Armor Plate Your Unit Tests
Unit Testing serves many purposes, but fundamentally it's about bugs: finding them, fixing them, keeping them out of your code base.
This talk is a detailed discussion of how to write unit tests that are good *tests*; that is, unit test cases that are complete, accurate, and thorough. We can think of unit tests as our laboratory equipment for carefully examining our code and measuring a particular property (existence of bugs) with care and precision; or we can think of them as bug-hunting gear that that keeps us safe when we have to venture into the dark and dangerous parts of our code base.
Over the past several decades, the software community has learned, usually the hard way, many principles and best practices for unit testing, but these are documented across a wide variety of books, blogs, and talks.
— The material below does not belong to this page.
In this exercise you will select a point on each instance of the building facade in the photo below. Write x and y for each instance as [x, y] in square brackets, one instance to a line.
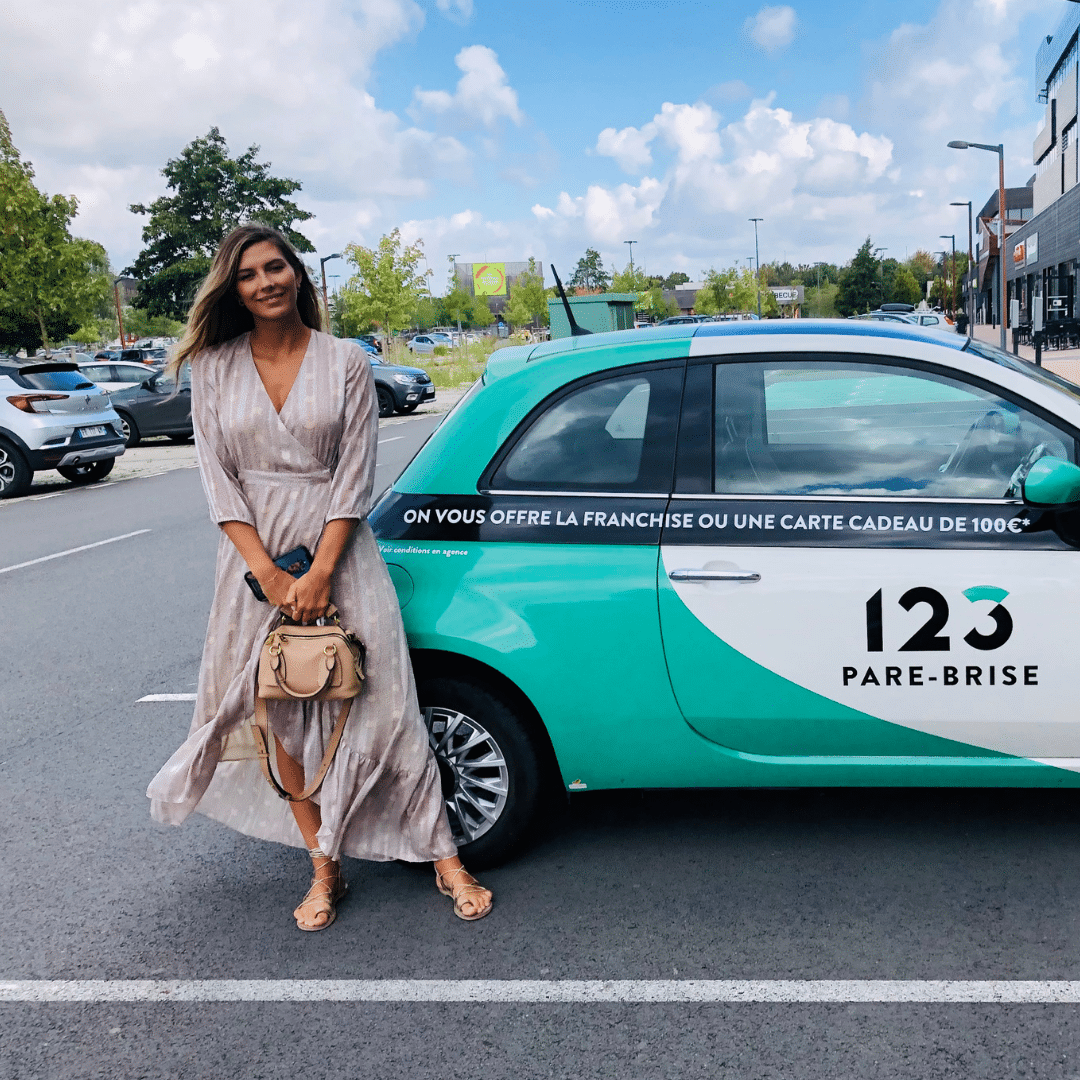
[1041, 253]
This talk will discuss, summarize, and try to simplify what we have learned about making our unit tests effective at finding bugs, describing them, and removing the little critters from our code base.
We will look at examples, consider test organization, and get into the nitty-gritty of edge and corner cases. We will also look at a case study of a famously ill-fated debugging expedition, with the goal of learning from their mistakes -- better than learning from your own! -- and, incidentally, (re)introducing some important cultural memes that no bug-hunters should be without.
Dave Steffen
Dave Steffen completed his Ph.D. in theoretical physics at Colorado State University in 2003, and promptly changed course for a career in software engineering. He has worked primarily in defense and aerospace, and is currently a Principal Engineer at SciTec Inc.'s Boulder office. For reasons unknown, he has turned out to be the expert, champion, and occasional street-corner evangelist for unit testing at most of the companies he has ever worked at.